Imagine drawing symphonies with a fingertip. It's the kind of synaesthetic contrivance that is usually the preserve of science fiction. But large parts of Icelandic singer Björk's latest album were made like this – tracing hillocks of bass or curlicues of strings on touchscreens: intuitively, gleefully. Then there are the bits of tunes composed on computers and plugged into newly invented, old school-sounding instruments via revolutionary new electronic interfaces.
Like those ghostly automatic player-pianos in old westerns, they seem to play themselves. Meet the "gameleste", a Heath-Robinson cross between the Indonesian gamelan and the celeste. It gets a starring role on "Virus", a tender love song. "Like a virus needs a body/Soft tissue needs blood/Someday, I'll find you," croons Björk, in her sweetest lullaby mode, as the gameleste plinks naively along. By contrast, a giant Tesla coil provides a wild Frankenstein energy to standout tracks such as "Thunderbolt". To say that the end section of "Thunderbolt" sounds like evil robots passing wind should not detract from the tense wonder of Björk's spectacular swooping vocals, dogged by a flock of choristers and some malevolent bass.

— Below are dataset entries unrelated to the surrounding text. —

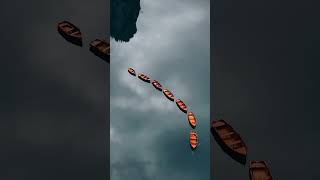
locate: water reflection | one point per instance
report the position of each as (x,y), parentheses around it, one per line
(124,15)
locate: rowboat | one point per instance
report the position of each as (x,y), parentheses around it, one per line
(144,77)
(229,140)
(101,48)
(182,106)
(193,139)
(168,94)
(157,85)
(132,71)
(258,170)
(192,119)
(70,32)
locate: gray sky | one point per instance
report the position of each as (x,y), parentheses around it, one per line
(149,134)
(265,82)
(53,94)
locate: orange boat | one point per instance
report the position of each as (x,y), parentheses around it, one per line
(193,139)
(182,106)
(157,85)
(258,170)
(168,94)
(70,32)
(144,78)
(101,48)
(192,119)
(229,140)
(132,71)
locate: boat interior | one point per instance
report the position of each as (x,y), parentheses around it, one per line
(259,170)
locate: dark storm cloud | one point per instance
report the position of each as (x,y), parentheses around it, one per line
(172,46)
(54,95)
(264,83)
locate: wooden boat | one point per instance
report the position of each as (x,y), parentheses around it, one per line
(144,77)
(70,32)
(182,106)
(229,140)
(157,85)
(132,71)
(258,170)
(101,48)
(192,119)
(193,139)
(168,94)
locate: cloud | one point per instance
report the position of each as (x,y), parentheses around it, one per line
(171,46)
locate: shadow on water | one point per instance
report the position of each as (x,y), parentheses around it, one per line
(124,15)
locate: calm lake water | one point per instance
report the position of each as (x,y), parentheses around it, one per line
(170,42)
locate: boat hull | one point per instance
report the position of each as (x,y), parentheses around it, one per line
(144,78)
(239,157)
(259,170)
(192,120)
(157,85)
(77,40)
(168,94)
(193,140)
(96,51)
(181,105)
(132,71)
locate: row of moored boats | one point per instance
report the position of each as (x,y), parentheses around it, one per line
(232,144)
(72,34)
(193,136)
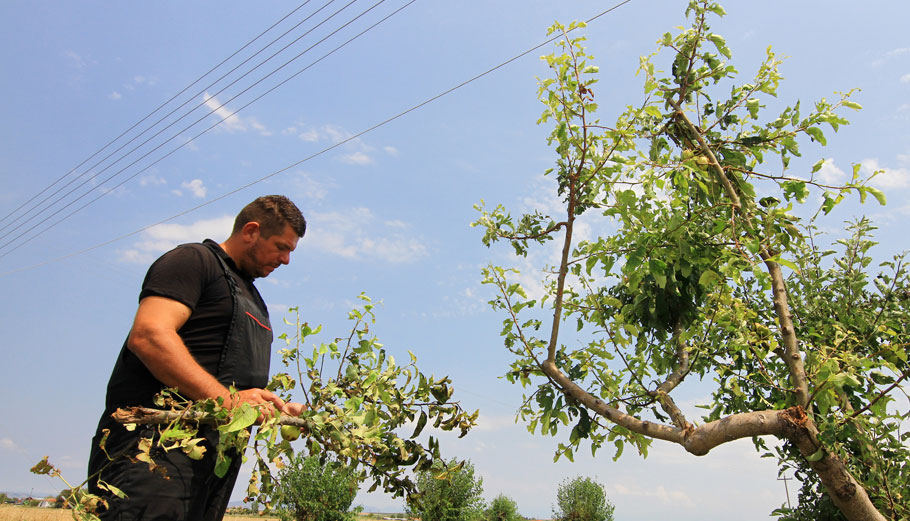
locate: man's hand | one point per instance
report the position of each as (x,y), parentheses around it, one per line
(294,408)
(268,403)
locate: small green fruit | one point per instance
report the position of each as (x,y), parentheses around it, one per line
(290,432)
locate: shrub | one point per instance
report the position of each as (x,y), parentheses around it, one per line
(582,499)
(316,489)
(456,497)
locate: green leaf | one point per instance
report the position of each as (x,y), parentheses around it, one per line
(243,417)
(878,194)
(817,455)
(752,106)
(789,264)
(817,135)
(708,278)
(421,423)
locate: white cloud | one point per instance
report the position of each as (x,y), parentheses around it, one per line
(355,151)
(354,235)
(152,180)
(357,158)
(195,187)
(230,121)
(893,53)
(889,178)
(10,445)
(305,185)
(76,60)
(491,423)
(660,493)
(830,174)
(163,237)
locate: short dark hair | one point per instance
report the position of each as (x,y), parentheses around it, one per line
(272,212)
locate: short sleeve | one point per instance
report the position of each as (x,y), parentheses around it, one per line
(180,274)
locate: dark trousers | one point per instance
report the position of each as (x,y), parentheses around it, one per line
(187,491)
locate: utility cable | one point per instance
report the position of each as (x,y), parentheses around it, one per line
(7,243)
(317,154)
(90,179)
(109,143)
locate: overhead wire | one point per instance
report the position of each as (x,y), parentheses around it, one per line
(197,135)
(212,111)
(137,147)
(320,152)
(147,116)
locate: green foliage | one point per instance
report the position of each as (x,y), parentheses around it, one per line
(582,499)
(453,495)
(357,399)
(707,269)
(313,490)
(502,508)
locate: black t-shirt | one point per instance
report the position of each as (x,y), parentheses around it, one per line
(189,274)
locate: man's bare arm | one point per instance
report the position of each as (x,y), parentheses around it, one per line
(155,341)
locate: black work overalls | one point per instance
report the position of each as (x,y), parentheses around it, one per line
(191,491)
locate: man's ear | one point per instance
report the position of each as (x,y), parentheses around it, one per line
(250,232)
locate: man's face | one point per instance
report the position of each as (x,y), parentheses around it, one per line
(266,254)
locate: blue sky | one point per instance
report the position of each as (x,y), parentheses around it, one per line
(389,211)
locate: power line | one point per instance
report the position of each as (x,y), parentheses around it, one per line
(156,148)
(197,135)
(109,143)
(324,150)
(137,147)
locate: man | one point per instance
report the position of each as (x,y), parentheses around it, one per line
(201,327)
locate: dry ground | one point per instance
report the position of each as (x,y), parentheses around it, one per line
(20,513)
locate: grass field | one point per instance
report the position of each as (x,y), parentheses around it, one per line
(20,513)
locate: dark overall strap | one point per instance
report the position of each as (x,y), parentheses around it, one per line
(247,347)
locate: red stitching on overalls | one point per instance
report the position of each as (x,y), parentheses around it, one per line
(257,321)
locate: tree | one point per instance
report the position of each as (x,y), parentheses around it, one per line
(502,508)
(708,269)
(313,490)
(582,499)
(453,496)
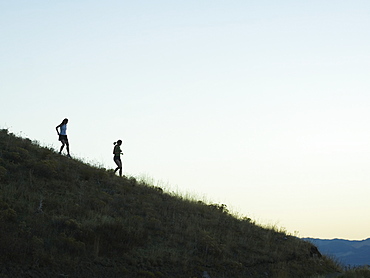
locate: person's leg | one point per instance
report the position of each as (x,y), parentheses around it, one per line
(67,144)
(61,148)
(120,170)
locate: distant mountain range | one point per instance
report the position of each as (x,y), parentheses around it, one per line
(348,252)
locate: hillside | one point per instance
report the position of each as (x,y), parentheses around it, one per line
(60,217)
(348,252)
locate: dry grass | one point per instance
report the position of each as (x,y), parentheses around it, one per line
(60,216)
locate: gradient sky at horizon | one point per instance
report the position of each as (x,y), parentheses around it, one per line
(261,105)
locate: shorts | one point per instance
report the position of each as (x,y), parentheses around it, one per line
(63,138)
(117,158)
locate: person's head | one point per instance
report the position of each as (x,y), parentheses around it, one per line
(119,143)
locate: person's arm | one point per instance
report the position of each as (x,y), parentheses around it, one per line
(57,128)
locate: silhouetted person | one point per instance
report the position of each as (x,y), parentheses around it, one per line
(117,156)
(63,136)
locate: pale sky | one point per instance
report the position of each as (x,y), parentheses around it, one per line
(261,105)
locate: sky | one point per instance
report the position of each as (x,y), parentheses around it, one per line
(259,105)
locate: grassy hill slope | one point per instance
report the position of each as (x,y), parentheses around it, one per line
(60,217)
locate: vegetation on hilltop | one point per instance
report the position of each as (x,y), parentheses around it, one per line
(62,217)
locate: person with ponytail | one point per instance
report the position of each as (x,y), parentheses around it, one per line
(117,156)
(63,136)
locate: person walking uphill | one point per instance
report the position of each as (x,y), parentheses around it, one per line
(63,136)
(117,156)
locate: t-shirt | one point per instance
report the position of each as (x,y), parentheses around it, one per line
(63,129)
(117,150)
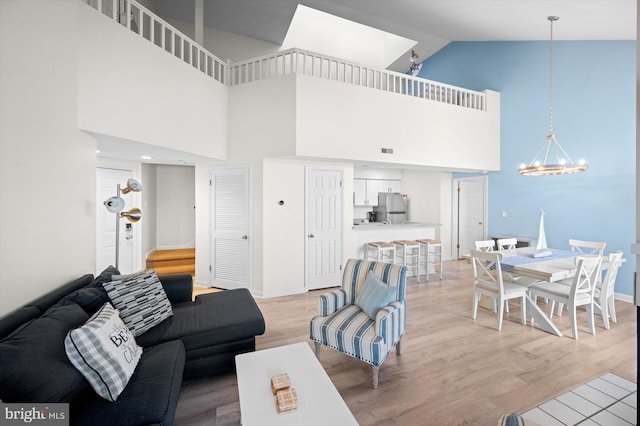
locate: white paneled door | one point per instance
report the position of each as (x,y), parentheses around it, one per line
(324,228)
(230,228)
(107,181)
(472,210)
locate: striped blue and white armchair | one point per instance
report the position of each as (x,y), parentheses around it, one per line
(344,326)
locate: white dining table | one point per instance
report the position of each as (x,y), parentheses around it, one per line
(526,269)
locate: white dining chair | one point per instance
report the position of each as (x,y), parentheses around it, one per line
(486,282)
(587,247)
(604,295)
(507,244)
(485,245)
(580,293)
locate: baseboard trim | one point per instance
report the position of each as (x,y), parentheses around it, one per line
(201,284)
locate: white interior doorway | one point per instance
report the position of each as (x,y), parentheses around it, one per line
(324,228)
(107,180)
(230,228)
(470,204)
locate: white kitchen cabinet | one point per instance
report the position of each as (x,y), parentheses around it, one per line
(365,192)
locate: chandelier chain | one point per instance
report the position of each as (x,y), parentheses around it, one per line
(551,19)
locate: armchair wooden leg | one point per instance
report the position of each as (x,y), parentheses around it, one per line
(375,376)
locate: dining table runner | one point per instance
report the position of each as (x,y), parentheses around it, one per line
(509,262)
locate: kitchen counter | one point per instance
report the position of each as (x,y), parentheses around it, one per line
(382,226)
(377,231)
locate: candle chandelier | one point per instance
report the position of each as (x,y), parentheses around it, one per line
(541,164)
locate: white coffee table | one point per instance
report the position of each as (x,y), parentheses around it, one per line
(319,402)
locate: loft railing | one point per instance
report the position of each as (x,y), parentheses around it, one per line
(309,63)
(146,24)
(154,29)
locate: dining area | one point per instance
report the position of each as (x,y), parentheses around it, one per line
(546,280)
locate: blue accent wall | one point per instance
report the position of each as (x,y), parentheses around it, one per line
(594,104)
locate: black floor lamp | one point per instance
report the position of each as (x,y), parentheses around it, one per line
(116,205)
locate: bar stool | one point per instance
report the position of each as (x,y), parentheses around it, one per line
(432,255)
(383,252)
(410,254)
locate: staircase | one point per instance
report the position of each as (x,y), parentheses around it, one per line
(178,261)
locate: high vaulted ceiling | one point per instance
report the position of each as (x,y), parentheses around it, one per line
(431,23)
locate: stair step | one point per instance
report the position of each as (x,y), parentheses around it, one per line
(189,253)
(180,269)
(170,262)
(177,261)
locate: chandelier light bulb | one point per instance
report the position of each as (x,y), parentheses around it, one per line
(539,166)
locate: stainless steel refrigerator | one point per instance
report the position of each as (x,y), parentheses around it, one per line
(392,207)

And that's just the naked sounds. This ground-breaking album is probably best experienced as a series of apps, in which the user part-composes the songs by waving their iPad around. Really, an album review can't do justice to the three years of interdisciplinary brain-bumping that went on between Björk, programmers, app guys, instrument-crafters, film-maker Michel Gondry, David Attenborough and National Geographic magazine to create a work that celebrates the wonder of the planet and of human ingenuity.
But does it work as an album of, y'know, songs? Hell, yeah. Those of us accustomed to the nice, safe, regular shapes of music, worked out in multiples of four bars, might well have found some of Björk's endeavours a little irregular for some time now. The midsection of Biophilia is pretty forbidding, too. "Hollow", for one, is a troll-hunting soundtrack rich with horror-film organ sounds, demonic choir and an irruption of hard dancefloor digitals.
But even though Björk has composed it in zigzags rather than neat blocks, and on unfamiliar instruments, Biophilia is no clever-clever cacophony. Like the natural world from which it draws inspiration, the album has structure and convention. And there is always the anchor of Björk's voice and her words, which conjoin emotional forces and elemental processes. Anyone recently heartbroken really ought to belt up for "Mutual Core". "You know I gave it all/ Trying to match our continents/To change seasonal shifts/ To form a mutual core," she hollers. Nameless bass sounds shift around beneath her and then the beats go berserk. Those who grumble that Björk has abandoned the dancefloor can find some joy here, albeit in tantalising bursts.
The background to Biophilia found Björk with nodules on her vocal cords, without a recording contract and the Icelandic economy in freefall. But what emerges here is hope, in new ways of doing things that don't abandon the old, untamable, pre-digital world. The achingly pretty "Cosmogony" rehearses a variety of creation myths, enlisting silver foxes and black eggs to nail this intricate album's simple raison d'être: a sense of wonder.